Chemical engineering assistant professor Tao Gao

Portable electronic devices aren’t the only things that benefit from batteries. Buildings, including warehouses, shopping centers, hospitals and police stations, use large stationary batteries in case of power outages or to store electricity generated from rooftop solar panels. And as we move toward cleaner sources of energy such as solar and wind, these kinds of large-capacity batteries will be even more important.

University of Utah chemical engineering assistant professor Tao Gao has demonstrated that a new kind of high-voltage flow battery can be made with magnesium and a polymer that can store more energy at a lower price than standard batteries used today.

His discovery is described in the new paper, “Nonaqueous Mg Flow Battery with a Polymer Catholyte,” in the latest issue of ACS Applied Energy Materials. Co-authors on the paper include U chemical engineering graduate student Yunan Qin and undergraduate student Dillon Fehlau, George Mason University chemistry and biochemistry assistant professor Chao Luo and George Mason chemistry and biochemistry graduate student Kathryn Holguin.

Chemical engineering graduate student Yunan Qin holding a flow battery being developed by her and Tao Gao’s team.

“This is the first work on a magnesium-polymer flow battery in the field,” Gao said. “It demonstrates the concept works — that we can indeed make a high-voltage flow battery by pairing the magnesium metal with a polymer solution.”

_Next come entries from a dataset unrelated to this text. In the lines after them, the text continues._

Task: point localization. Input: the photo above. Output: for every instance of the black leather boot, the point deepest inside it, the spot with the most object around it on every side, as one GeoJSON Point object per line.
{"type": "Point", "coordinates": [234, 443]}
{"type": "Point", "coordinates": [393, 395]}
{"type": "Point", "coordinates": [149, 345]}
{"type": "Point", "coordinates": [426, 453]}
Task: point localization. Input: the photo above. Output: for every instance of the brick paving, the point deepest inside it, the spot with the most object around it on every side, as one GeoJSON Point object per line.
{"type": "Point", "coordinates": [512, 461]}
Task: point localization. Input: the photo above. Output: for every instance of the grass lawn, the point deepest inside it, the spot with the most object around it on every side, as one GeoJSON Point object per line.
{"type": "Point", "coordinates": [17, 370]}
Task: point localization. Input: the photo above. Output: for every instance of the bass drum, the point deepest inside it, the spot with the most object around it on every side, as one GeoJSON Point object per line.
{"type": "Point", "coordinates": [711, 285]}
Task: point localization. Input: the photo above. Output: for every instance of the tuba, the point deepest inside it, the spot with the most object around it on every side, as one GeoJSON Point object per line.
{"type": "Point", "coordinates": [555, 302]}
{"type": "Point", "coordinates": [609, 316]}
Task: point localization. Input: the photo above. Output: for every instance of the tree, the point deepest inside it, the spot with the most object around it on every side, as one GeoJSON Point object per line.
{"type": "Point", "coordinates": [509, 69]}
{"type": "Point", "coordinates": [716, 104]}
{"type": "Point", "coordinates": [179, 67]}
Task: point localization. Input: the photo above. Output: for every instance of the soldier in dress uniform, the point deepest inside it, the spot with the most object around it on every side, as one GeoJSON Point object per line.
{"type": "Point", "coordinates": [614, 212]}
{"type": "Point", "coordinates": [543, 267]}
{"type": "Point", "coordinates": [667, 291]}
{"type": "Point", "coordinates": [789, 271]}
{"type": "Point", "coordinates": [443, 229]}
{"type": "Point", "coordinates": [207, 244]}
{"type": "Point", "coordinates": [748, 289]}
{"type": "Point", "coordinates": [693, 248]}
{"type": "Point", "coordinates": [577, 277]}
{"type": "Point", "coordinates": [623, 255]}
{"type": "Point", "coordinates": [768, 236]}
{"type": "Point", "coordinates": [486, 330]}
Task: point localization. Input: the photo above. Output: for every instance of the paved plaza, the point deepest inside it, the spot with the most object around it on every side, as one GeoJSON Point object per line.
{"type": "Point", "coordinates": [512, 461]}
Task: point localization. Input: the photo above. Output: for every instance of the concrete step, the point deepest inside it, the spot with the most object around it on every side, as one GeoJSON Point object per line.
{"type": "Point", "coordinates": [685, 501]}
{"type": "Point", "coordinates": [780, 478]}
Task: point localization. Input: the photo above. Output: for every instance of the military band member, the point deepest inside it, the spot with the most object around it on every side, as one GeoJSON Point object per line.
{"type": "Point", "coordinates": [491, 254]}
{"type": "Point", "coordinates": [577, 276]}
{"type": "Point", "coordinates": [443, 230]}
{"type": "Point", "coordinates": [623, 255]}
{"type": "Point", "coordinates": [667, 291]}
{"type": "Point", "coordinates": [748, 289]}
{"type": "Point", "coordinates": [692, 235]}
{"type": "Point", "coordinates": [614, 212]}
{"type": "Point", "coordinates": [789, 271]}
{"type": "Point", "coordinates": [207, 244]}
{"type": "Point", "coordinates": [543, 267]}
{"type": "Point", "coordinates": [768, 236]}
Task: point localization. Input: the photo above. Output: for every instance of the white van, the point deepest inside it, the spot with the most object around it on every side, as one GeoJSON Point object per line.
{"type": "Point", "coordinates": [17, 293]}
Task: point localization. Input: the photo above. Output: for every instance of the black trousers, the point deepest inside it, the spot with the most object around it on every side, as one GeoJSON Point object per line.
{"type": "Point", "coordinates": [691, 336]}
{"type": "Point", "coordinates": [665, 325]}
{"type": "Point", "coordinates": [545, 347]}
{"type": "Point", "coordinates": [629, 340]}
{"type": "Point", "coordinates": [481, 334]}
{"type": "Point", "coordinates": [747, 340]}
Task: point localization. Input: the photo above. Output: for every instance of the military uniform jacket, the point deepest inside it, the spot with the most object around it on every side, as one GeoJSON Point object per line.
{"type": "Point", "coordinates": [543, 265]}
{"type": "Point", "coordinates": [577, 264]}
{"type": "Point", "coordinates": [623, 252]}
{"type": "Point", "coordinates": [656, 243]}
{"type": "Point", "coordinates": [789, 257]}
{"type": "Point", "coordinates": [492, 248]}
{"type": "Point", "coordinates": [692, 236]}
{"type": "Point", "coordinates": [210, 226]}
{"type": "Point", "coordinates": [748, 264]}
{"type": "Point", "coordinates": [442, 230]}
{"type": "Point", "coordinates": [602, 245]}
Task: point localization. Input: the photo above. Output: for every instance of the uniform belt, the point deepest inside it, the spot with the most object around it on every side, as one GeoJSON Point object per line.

For energy storage, buildings use either lithium-ion batteries, lead-acid batteries or zinc- bromine batteries, but those solutions are either more expensive (lithium-ion) or the chemicals are toxic, he said. But Gao’s magnesium-polymer solution could potentially store as much as two to three times the amount of energy as lead-acid and zinc-bromine at a lower cost because of the abundance of magnesium and could become more sustainable.

In a rechargeable flow battery, electrolyte flows through one or more electrochemical cells to create electricity. Gao and his team have created a novel polymer material that is both soluble and can react reversibly with magnesium.

“There are still some challenges that need to be addressed before it becomes commercially relevant,” he added, however. “For example, we still need to increase the cycle life of the battery, we still need to make the polymer more soluble, etc.”

But once fully developed, this new battery technology could benefit buildings that use emergency backup battery power by providing more energy during blackouts and at a lower cost. Gao said this concept could not be used in portable electronic devices that use lithium-ion batteries because those kinds of devices require a lot of energy packed into a much smaller volume while stationary energy storage requires both low cost as well as long service life.